The widening work takes place along 2.77 miles of U.S. 82, also known as McFarland Boulevard, from Highway 69 in Northport to the west to Rice Mine Road in Tuscaloosa to the east. About 50,000 vehicles travel on the limited-access road daily.
“With the high volume of traffic, we are concerned about traffic control and the safety of our workers and public,” says Chris Poling, General Manager with Ikaros, the prime contractor, based in Tuscaloosa.
In addition to adding one lane in each direction, the project includes creating a shared-use path for pedestrians and bicyclists and improving access to businesses by adding turn lanes and moving median openings to avoid conflicts and improve safety.
“We revised the location of the crossovers and in some places eliminated some access points if we had multiple access points at shopping centers,” Williamson says. “It’s for the safety of the traveling public.”
Gonzalez-Strength & Associates of Birmingham, Alabama, designed the project.
“Just recently, we marked the fourth anniversary of Rebuild Alabama, and it has continued to show it produces nothing less than real, tangible results,” said Ivey in April 2023. “I’m proud of Rebuild Alabama’s success, and I look forward to seeing how it continues to improve such critical infrastructure. Alabama’s roads and bridges are making substantial progress, and we look forward to this continuing.”
Work began on U.S. 82 in November 2021, starting in the median near Hunter Creek Road. Williamson reported a significant number of utilities had to be relocated along the route.
“It’s been a challenge to widen the road and deal with the slopes, with all of the power poles and fiberoptic lines,” Williamson reports. “We are confined by so many structures and businesses and the utilities related to that. There are a lot of variables that make it a pretty complicated job.”
Most utility relocations were completed ahead of groundbreaking on the road, but a few remain to be moved. “We’re trying to keep the workflow going while the utilities are being relocated,” Poling says.

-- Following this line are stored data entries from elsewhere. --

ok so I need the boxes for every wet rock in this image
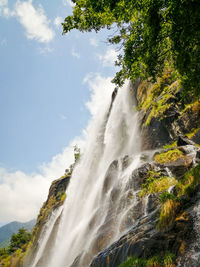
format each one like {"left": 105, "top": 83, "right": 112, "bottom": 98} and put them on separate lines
{"left": 196, "top": 151, "right": 200, "bottom": 160}
{"left": 140, "top": 116, "right": 173, "bottom": 150}
{"left": 177, "top": 136, "right": 196, "bottom": 146}
{"left": 157, "top": 156, "right": 193, "bottom": 179}
{"left": 90, "top": 197, "right": 196, "bottom": 267}
{"left": 128, "top": 163, "right": 153, "bottom": 191}
{"left": 48, "top": 175, "right": 70, "bottom": 203}
{"left": 138, "top": 86, "right": 200, "bottom": 151}
{"left": 191, "top": 130, "right": 200, "bottom": 145}
{"left": 102, "top": 160, "right": 119, "bottom": 193}
{"left": 146, "top": 194, "right": 159, "bottom": 214}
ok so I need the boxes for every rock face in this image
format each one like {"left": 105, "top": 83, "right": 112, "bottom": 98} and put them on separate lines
{"left": 21, "top": 70, "right": 200, "bottom": 267}
{"left": 0, "top": 174, "right": 71, "bottom": 267}
{"left": 135, "top": 71, "right": 200, "bottom": 150}
{"left": 90, "top": 71, "right": 200, "bottom": 267}
{"left": 90, "top": 144, "right": 200, "bottom": 267}
{"left": 23, "top": 174, "right": 70, "bottom": 267}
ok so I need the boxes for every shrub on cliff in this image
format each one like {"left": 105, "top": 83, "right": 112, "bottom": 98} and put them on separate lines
{"left": 8, "top": 228, "right": 31, "bottom": 254}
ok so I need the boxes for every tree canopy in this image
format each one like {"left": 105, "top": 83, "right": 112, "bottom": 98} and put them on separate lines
{"left": 8, "top": 228, "right": 31, "bottom": 253}
{"left": 63, "top": 0, "right": 200, "bottom": 95}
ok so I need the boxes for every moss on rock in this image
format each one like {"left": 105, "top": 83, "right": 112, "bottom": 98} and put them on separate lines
{"left": 154, "top": 149, "right": 184, "bottom": 164}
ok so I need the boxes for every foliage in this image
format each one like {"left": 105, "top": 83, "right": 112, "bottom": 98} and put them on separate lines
{"left": 157, "top": 199, "right": 179, "bottom": 230}
{"left": 176, "top": 164, "right": 200, "bottom": 198}
{"left": 0, "top": 247, "right": 8, "bottom": 256}
{"left": 186, "top": 128, "right": 200, "bottom": 139}
{"left": 139, "top": 171, "right": 176, "bottom": 197}
{"left": 0, "top": 229, "right": 30, "bottom": 267}
{"left": 74, "top": 145, "right": 81, "bottom": 163}
{"left": 163, "top": 141, "right": 177, "bottom": 150}
{"left": 120, "top": 256, "right": 146, "bottom": 267}
{"left": 154, "top": 149, "right": 183, "bottom": 164}
{"left": 159, "top": 192, "right": 177, "bottom": 204}
{"left": 62, "top": 0, "right": 200, "bottom": 95}
{"left": 157, "top": 164, "right": 200, "bottom": 230}
{"left": 59, "top": 192, "right": 66, "bottom": 203}
{"left": 180, "top": 100, "right": 200, "bottom": 116}
{"left": 138, "top": 69, "right": 180, "bottom": 125}
{"left": 65, "top": 145, "right": 81, "bottom": 175}
{"left": 8, "top": 228, "right": 31, "bottom": 254}
{"left": 120, "top": 252, "right": 175, "bottom": 266}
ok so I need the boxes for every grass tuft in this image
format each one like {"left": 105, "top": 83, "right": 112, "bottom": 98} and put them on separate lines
{"left": 154, "top": 149, "right": 184, "bottom": 164}
{"left": 157, "top": 199, "right": 179, "bottom": 230}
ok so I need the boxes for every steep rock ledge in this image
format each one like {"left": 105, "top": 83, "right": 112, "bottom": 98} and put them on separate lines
{"left": 18, "top": 69, "right": 200, "bottom": 267}
{"left": 90, "top": 144, "right": 200, "bottom": 267}
{"left": 136, "top": 69, "right": 200, "bottom": 150}
{"left": 23, "top": 174, "right": 70, "bottom": 267}
{"left": 90, "top": 70, "right": 200, "bottom": 267}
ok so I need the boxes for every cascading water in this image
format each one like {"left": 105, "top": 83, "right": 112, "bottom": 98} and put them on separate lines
{"left": 28, "top": 81, "right": 145, "bottom": 267}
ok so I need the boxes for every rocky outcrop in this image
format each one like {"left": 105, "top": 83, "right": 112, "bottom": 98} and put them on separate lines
{"left": 90, "top": 71, "right": 200, "bottom": 267}
{"left": 90, "top": 143, "right": 200, "bottom": 266}
{"left": 136, "top": 70, "right": 200, "bottom": 150}
{"left": 23, "top": 174, "right": 70, "bottom": 267}
{"left": 20, "top": 69, "right": 200, "bottom": 267}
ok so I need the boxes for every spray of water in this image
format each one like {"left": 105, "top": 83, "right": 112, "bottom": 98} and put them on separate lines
{"left": 29, "top": 81, "right": 143, "bottom": 267}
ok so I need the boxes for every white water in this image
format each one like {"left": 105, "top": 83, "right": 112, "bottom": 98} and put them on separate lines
{"left": 31, "top": 207, "right": 63, "bottom": 267}
{"left": 30, "top": 81, "right": 142, "bottom": 267}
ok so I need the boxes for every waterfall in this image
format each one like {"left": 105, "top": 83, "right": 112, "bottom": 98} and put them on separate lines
{"left": 29, "top": 81, "right": 143, "bottom": 267}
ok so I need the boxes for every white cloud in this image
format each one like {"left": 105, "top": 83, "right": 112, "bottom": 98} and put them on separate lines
{"left": 38, "top": 46, "right": 53, "bottom": 54}
{"left": 98, "top": 48, "right": 118, "bottom": 67}
{"left": 0, "top": 73, "right": 115, "bottom": 224}
{"left": 0, "top": 169, "right": 51, "bottom": 223}
{"left": 90, "top": 38, "right": 98, "bottom": 47}
{"left": 0, "top": 0, "right": 12, "bottom": 17}
{"left": 54, "top": 16, "right": 63, "bottom": 29}
{"left": 15, "top": 1, "right": 54, "bottom": 43}
{"left": 2, "top": 6, "right": 15, "bottom": 17}
{"left": 83, "top": 73, "right": 115, "bottom": 117}
{"left": 0, "top": 138, "right": 84, "bottom": 223}
{"left": 72, "top": 48, "right": 80, "bottom": 59}
{"left": 63, "top": 0, "right": 75, "bottom": 8}
{"left": 0, "top": 0, "right": 7, "bottom": 6}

Work has progressed on drainage and widening the road to the inside on the median. A concrete barrier protected traffic from drop offs and workers from vehicles entering the work zone. Drainage work includes extending six miles of pipe, ranging in size from 18-inch diameter to 72-inch diameter; lengthening four culverts, two bridge culverts, and two box culverts; and opening up inlets. Several streams run through the project near the culvert extensions. The contractor has implemented erosion control practices.
“Working in the median, in particular, we have to control erodible material from leaving,” Poling says. “We have to make sure the water does not get into the road. It’s been a balancing act.”
Ikaros is using dome inlet protectors to provide overflow capacity.
Work in the median is substantially completed. The contractor is in the process of moving traffic toward the median to start work on the outside shoulders. “We are adding lanes and reusing the existing lanes,” Williamson says.
Therefore, on the existing lanes, crews will mill off the old asphalt and come back with new asphalt. The new lanes also will be paved with asphalt.
“We’ve had no surprises,” Williamson says. “It’s going pretty smooth.”
The contractor created a model of the job and is using GPS controls on the backhoes and dozers working on the various drainage systems and during grading.
“We’re doing lane closures at night and over the weekends when there is lower traffic volume to try to not impact driving during the day any more than absolutely necessary,” Williamson says. “It’s always a challenge when you are working with that much traffic through the middle of a town.”
ALDOT anticipates the project will wrap up in the summer of 2024.
“It’s going well, and we have gotten a lot done, even with a wet winter and spring,” Williamson says. When complete, “it will make more efficient of drivers time as they are passing through.”